Play MORE #69 - Gran Turismo 7

BLOG RECENZJA GRY
964V
Play MORE #71 - Być jak symulator
drunkparis | 05.05.2022, 09:19
W 1997 roku japoński producent Polyphony Digital wydał własną wersję gry wyścigowej na pierwsze PlayStation, stając się tym samym natychmiastowym hitem i ekskluzywną serią gier dla Sony. Kolejna część cyklu powraca do tej sprawdzonej formuły.

 

 

Produkcja podzielona jest na dwa główne tryby rozgrywki: Rajd muzyczny oraz Mapę świata. W pierwszym z nich bierzemy udział w wyścigu w rytm przygrywającej melodii.
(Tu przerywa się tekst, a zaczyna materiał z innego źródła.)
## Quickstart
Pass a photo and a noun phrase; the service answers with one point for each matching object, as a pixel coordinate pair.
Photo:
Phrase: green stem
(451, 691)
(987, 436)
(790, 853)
Wybierać możemy spośród trzech konkretnych gatunków muzyki — głównie klasycznej zremiksowanej w stylu house i mocnym basem, aby wzmocnić emocje związane z wyzwaniem. Zazwyczaj wyścig rozgrywany jest w określonych limitach czasowych. Zaliczenie każdego punktu kontrolnego doda dodatkowe +30 uderzeń w kierunku licznika nut, gdzie od końcowego wyniku zależeć będzie jaki puchar zdobędziemy. Z kolei Mapa świata jest główną atrakcją i miejscem, w którym spędzimy większość czasu. Po wpisaniu pseudonimu, wybraniu poziomu trudności i schematu sterowania otrzymujemy długą sekwencję napisów początkowych pokazującą historię samochodów i wyścigów, której kulminacją jest materiał filmowy z gry. Po zakończeniu tego procesu dokonamy pierwszego zakupu auta od dealera używanych samochodów. Następnie gra skieruje gracza do kawiarni na swoje pierwsze zadanie — w tym przypadku zwane jako „menu”. Jest to sposób, w jaki przechodzimy grę i odblokowujemy w zasadzie wszystko. Większość z zadań wymagać będzie zebranie zestawu trzech samochodów poprzez kończenie wyścigów, podczas gdy kilka innych zadań zaangażuje nas w systemy, które właśnie zostały odblokowane, m.in. będzie to sklep z częściami, serwis tuningowania aut, a nawet bardzo rozbudowany tryb fotograficzny. Po ukończeniu danego menu uświadczymy krótką lekcję historii na temat zebranych samochodów, nagrodę w postaci losu, oraz następne zlecenie. Kolejne wyścigi, to kolejne tryby do odblokowania w tym multiplayer zarówno lokalny, jak i online, salon sprzedaży luksusowych pojazdów, czy tak zwane misje. System ten ma swoje zalety, jak i wady. Przykładowo, jeśli będziemy chcieli od razu pościgać się w sieci, konieczne będzie rozegranie kilka etapów w kampanii, aby podnieś swój poziom kolekcjonera, spędzając w grze około trzech godzin, co z pewnością nie każdemu się spodoba. Z czasem tryb kampanii staje okrutnie powtarzalny i co najgorsze nie pozwala pościgach się znacznie mocniejszymi maszynami. Warto także pamiętać, że produkcja wymaga stałego połączenia internetowego nawet w przypadku gry w kampanii dla pojedynczego gracza, co również dla wielu osób będzie mieć negatywny wydźwięk.

ZOBACZ W YOUTUBE

Przechodząc dalej, nowa część cyklu to skarbnica dla miłośników samochodów, która oferuje kolekcję ponad 400 pojazdów, od historycznych modeli po współczesne molochy, a zdecydowana większość z nich, bo aż 162 modele pochodzi z Japonii. Chociaż ta liczba nie jest największą, jaką ta seria kiedykolwiek miała w ofercie, to i tak jest to o wiele więcej niż Gran Turismo Sport w momencie premiery. Większość pojazdów zdobywamy, wygrywając wyścigi, wykonując specjalne wyzwania, losując otrzymane kupony, bądź po prostu kupując je za zdobyte kredyty. Gracze, którzy będą chcieć dodać każdy samochód dostępny w grze do swojej kolekcji, muszą uzbroić się w znaczną ilości czasu i nie mniej poświęcenia. Dziwną natomiast decyzja jest brak możliwości sprzedaży posiadanych aut. Gra pozwala tylko na usuwanie pojazdów, które mamy już w swoim garażu. 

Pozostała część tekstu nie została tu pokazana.